The discussion, sponsored by the Ave Maria University economics department, brought together panelists with experience in philanthropy, law, economics, business and academia. "It was great to have people from very varied backgrounds and life experiences discuss a large set of major issues for our time," said Economics Department Chair Dr. Gabriel Martinez (right). The audience was diverse as well, comprising students, town residents and visitors from Naples and other parts of Florida.
Ave Maria University board chairman Michael Timmis, who manages a charitable foundation and has spent time as a volunteer in Uganda, said that charity can be made concrete in specific acts by individuals, working together, "with guts and heart." He urged the young people in the audience to give of themselves in the work of development.
The importance of individual action was also stressed by AMU economics professor Joseph Burke. "We are wrong," he said, "if we think that, in the process of development, states are the main actors, leaving individuals, corporations and other associations as only passive participants." Dr.
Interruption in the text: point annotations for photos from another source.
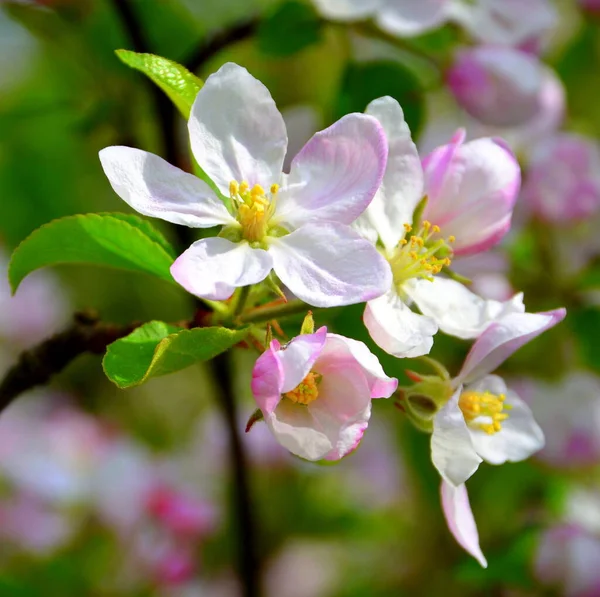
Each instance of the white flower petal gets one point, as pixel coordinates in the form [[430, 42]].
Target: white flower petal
[[328, 265], [380, 385], [452, 450], [348, 10], [402, 185], [295, 429], [459, 516], [412, 17], [502, 338], [336, 174], [520, 436], [236, 130], [155, 188], [457, 311], [299, 356], [396, 329], [213, 268]]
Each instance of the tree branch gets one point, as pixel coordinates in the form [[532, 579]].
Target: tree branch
[[248, 555], [220, 40], [37, 366]]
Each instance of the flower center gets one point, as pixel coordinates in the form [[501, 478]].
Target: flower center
[[307, 391], [484, 410], [418, 256], [254, 208]]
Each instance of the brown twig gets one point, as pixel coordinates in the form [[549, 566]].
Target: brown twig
[[38, 365]]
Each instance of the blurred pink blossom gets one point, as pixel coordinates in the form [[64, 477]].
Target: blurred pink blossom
[[569, 414], [563, 181], [497, 85]]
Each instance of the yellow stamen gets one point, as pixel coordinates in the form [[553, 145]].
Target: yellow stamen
[[419, 254], [307, 391], [484, 410], [254, 208]]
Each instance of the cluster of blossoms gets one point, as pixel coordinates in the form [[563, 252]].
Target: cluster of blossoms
[[359, 218]]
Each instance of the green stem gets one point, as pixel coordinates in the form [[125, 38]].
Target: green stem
[[241, 300], [264, 314]]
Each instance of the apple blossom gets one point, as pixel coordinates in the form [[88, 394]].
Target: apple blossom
[[315, 393], [563, 180], [481, 174], [569, 414], [483, 419], [569, 551], [398, 17], [510, 22], [296, 224], [497, 85]]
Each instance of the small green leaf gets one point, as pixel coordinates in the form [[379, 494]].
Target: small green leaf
[[113, 240], [175, 80], [292, 27], [157, 348], [367, 81]]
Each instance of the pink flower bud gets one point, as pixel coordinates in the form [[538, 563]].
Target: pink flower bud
[[498, 86], [563, 182], [315, 393]]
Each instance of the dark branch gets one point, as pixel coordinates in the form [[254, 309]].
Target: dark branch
[[37, 366], [248, 556], [220, 40]]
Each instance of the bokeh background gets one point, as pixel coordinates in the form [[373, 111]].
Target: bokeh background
[[111, 493]]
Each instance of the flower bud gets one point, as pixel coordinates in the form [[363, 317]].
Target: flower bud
[[496, 85], [563, 182]]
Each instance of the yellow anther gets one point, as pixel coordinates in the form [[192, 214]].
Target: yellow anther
[[307, 391], [257, 191], [484, 410]]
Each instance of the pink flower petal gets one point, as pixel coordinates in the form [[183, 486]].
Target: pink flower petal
[[236, 131], [472, 190], [155, 188], [267, 379], [336, 174], [459, 516], [213, 268], [504, 337]]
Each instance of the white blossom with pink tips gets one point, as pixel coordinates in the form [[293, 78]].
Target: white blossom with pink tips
[[509, 22], [398, 17], [297, 224], [315, 393], [472, 189], [485, 420]]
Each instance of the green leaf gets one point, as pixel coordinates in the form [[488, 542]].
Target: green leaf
[[175, 80], [113, 240], [364, 82], [157, 348], [292, 27]]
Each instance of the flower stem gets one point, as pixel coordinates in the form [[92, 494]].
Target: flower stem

Burke encouraged the audience to take specific steps towards personal acts of charity that would help the poor and encourage economic development.
Dr. Bira Rezende, an associate Professor of Business and Politics at AMU and director of the school's Institute of Business, agreed, suggesting that the Pope’s encyclical is less about social or economic matters and more about integral human development, carried out by individuals.
Patrick Quirk, associate dean of academic affairs at the Ave Maria School of Law, said Pope Benedict's comments went well beyond the standard comments on the causes and implications of the financial crisis. The pope, he said, was like a dairy farmer, is trying to put some cream in the skim milk of the current culture.
In the view of Dr. Blanford Parker, a literature professor at AMU, the Holy Father believes that charity ought to govern and justify the relation of what he called "macro-institutions" -- social and political ones -- in the same way and to the same degree that it governs private ones. "Without truth and love for what is true, there is no social conscience, and social action ends up serving private interests and the logic of power," he said. Dr. Parker could not appear in person due to illness and his remarks were read by Dr. Martinez.
"The panel was a reminder of the timeliness of the Pope’s wisdom and of the importance of reading his writing within the tradition of Catholic social teaching," Dr. Martinez said.
"When the Encyclical was issued this last June, it caused much comment, and even sometimes criticism, from Catholics and non-Catholics alike. There were immediate attempts to paint the Pope into ideological corners, to color the encyclical according to the reader’s own political background. But the document is a serious one, and deserves careful attention and slow reflection."